To be a description of how the product is better, the features listed would have to be the critical factors for adoption by the target customer. And this point highlights the fact that one product is not generally better than another. Rather it is better for a particular user for a particular purpose. So a useful product competitive matrix would have to be based on an analysis of a specific customer segment and an understanding of the requirements or features that are valued by that customer. But having a superior product is not the same as having sustainable competitive advantage.
How to determine what is sustainable competitive advantage
There are three basic steps in determining what constitutes sustainable competitive advantage.
- Determine what is valuable. This comes from work with customers and the process of segmenting and choosing a target customer. It is important to keep in mind that the customer is always the reference in determining value.
- Determine what resources allow a venture to deliver value.
A simple picture helps us focus on this concept.
The question is what are the resources that the firm uses or leverages to create and deliver value. Resources include many things, including:
· Tangible assets such as financial resources, physical resources (real estate, equipment, etc.)

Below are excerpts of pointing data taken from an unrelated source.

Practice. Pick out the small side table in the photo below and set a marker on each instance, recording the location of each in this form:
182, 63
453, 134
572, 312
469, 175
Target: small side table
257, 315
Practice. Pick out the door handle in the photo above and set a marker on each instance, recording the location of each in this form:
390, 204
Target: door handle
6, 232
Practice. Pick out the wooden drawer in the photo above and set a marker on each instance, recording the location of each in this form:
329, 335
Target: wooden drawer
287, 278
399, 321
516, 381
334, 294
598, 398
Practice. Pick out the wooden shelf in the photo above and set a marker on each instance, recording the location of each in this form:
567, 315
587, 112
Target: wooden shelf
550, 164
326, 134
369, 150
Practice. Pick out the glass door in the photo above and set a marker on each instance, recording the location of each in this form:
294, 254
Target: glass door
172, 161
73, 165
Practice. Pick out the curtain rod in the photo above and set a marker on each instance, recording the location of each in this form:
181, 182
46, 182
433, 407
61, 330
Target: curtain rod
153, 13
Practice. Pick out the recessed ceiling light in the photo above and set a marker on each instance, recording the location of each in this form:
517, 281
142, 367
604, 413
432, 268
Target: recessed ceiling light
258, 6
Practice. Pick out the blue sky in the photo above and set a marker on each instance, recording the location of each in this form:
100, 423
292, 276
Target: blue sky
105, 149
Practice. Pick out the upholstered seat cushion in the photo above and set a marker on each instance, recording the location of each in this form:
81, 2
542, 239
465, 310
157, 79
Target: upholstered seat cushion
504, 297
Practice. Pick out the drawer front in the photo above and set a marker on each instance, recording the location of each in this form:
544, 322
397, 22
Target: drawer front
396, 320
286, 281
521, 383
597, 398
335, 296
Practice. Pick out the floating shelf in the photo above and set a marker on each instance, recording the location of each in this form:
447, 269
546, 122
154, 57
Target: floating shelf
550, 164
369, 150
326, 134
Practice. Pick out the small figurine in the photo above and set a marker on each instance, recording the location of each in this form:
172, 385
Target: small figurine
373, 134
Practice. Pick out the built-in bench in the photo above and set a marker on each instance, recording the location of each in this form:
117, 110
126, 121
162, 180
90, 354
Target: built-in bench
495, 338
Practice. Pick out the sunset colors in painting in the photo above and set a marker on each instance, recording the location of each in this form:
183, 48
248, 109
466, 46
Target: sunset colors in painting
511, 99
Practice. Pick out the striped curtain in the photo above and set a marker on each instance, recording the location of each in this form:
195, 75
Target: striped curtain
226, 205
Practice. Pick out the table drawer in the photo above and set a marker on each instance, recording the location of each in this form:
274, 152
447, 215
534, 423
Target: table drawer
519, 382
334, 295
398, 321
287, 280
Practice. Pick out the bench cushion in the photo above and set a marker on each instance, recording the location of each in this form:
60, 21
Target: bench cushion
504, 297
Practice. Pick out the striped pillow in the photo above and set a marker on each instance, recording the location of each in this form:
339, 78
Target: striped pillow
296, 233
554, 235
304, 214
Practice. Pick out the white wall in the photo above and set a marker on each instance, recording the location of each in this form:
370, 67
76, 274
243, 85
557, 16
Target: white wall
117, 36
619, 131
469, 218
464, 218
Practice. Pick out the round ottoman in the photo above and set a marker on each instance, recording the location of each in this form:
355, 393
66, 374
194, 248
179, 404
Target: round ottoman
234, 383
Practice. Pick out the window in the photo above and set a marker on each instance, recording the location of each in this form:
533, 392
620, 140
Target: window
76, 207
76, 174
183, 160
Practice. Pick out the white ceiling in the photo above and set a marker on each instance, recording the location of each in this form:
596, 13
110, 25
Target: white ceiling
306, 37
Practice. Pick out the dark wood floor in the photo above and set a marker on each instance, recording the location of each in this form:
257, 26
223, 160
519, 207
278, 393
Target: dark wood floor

· Intangible assets such as IP, patents, copyrights, reputation, brand
· Expertise and motivation of individuals
· Relationships with customers, partners, suppliers, etc.
· Organizational design, routines, processes.
Here, to repeat, the question is how the firm delivers value to the customer.
3. Determine whether the resources the firm uses to deliver value pass the VRIN test.
We say that a set of resources or capabilities constitute sustainable competitive advantage if they are:
- Valuable: this is in reference to the chosen customer segment. The resources and capabilities must produce something of value to the customers (really just repeating the points above).
- Rare: Obviously, if the capabilities were wide-spread, they would not confer advantage.
- Inimitable: If the capabilities were valuable and easily imitated, they would not remain rare.
- Nonsubstitutable: If there were another way to produce the products, services, or other beneficial results of the capabilities, these capabilities would not remain a source of competitive advantage for very long.
Value chain analysis
Analyzing the firm's value chain is a useful way to identify the key activities necessary to deliver the venture's products to its customers. Identifying these activities will help the team of entrepreneurs decide which activities should be done within the firm and which can be outsourced. Some of the activities done internally should be based on capabilities that pass the VRIN test. These will be the core capabilities of the new venture.